Let $p$ be a prime, and let $q>1$ be relatively prime to p.
In a paper that I'm reading, it says that "since p is an element of the group of units modulo q, there exists m > 0 such that $p^m \equiv 1 \pmod{q}$ and thus $q\mid(p^m – 1)$". So my first question is, what is meant by "group of units modulo $q$"? Is this simply the multiplicative group $\mathbb{Z}_q^{\ast}$ or how is it defined?
Then the text continues by defining $F:=GF(p^m)$ and saying, "since the multiplicative group of a finite field is cyclic, this implies that $F$ contains a primitive $q^\text{th}$ root of 1 – that is, an element g such that $g^q = 1$, and $g^r \neq 1$ for $1 \leq r < q$." Therefore, my second question is why such a q-th primitive root has to exist, I can't follow this reasoning.
Any help on answering these questions is highly appreciated! 🙂
Best Answer
Question 1: The integers modulo $q$ form a ring under modular addition and modular multiplication. The units modulo $q$ are the elements of this ring that have multiplicative inverses; it consists precisely of the classes of integers $a$, such that $\gcd(a,q)=1$. It is a group under modular multiplication, and it is indeed often denoted $(\mathbb{Z}_q)^*$ or $\mathbb{Z}_q^*$.

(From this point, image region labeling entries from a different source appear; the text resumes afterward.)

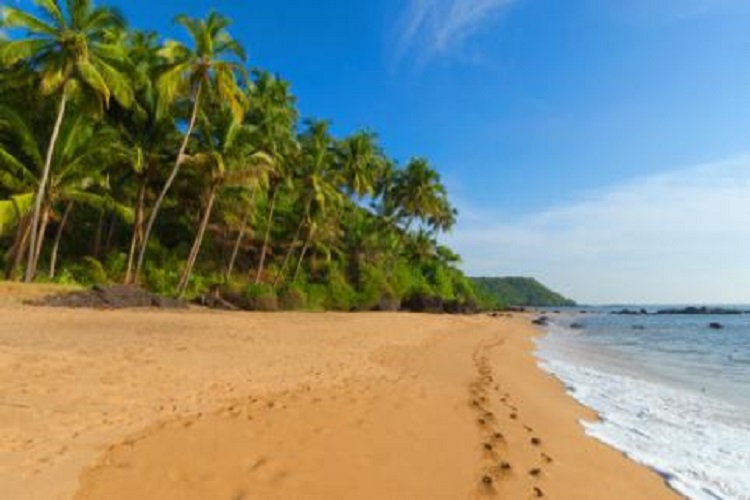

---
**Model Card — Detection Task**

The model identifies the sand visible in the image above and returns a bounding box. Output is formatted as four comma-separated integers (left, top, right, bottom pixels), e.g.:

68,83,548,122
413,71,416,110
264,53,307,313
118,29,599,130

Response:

The assertion is that because $\gcd(p,q)=1$, then $p$ is invertible modulo $q$; that is, it is an element of the multiplicative group $\mathbb{Z}_q^*$. Because this is a finite group, $p$ has finite order in this group, which is $m$.
Second Question: The order of the multiplicative group of nonzero elements of $F$ is $p^m-1$. You have a cyclic group of order $p^m-1$. A cyclic group of order $k$ has a subgroup of order $d$ if and only if $d$ divides $k$, and in that case it has one and only one subgroup of that order. Since $q$ divides $p^m-1$, and the nonzero elements of $F$ form a a cyclic group of order $p^m-1$, this cyclic group has a subgroup of order exactly $q$. This subgroup is cyclic (subgroup of cyclic group is cyclic), generated by some element $g\in F$. Thus, $\langle g\rangle$ has order $q$, so $g^q=1$ but $g^r\neq 1$ for $1\leq r\lt q$. This is from the group theory side.
Now, in a field, an element $\zeta$ such that $\zeta^n=1$ but $\zeta^r\neq 1$ for $1\leq r\lt n$ is called a "primitive $n$th root of unity". So the $g$ we found in $F$ is a primitive $q$th root of unity in $F$.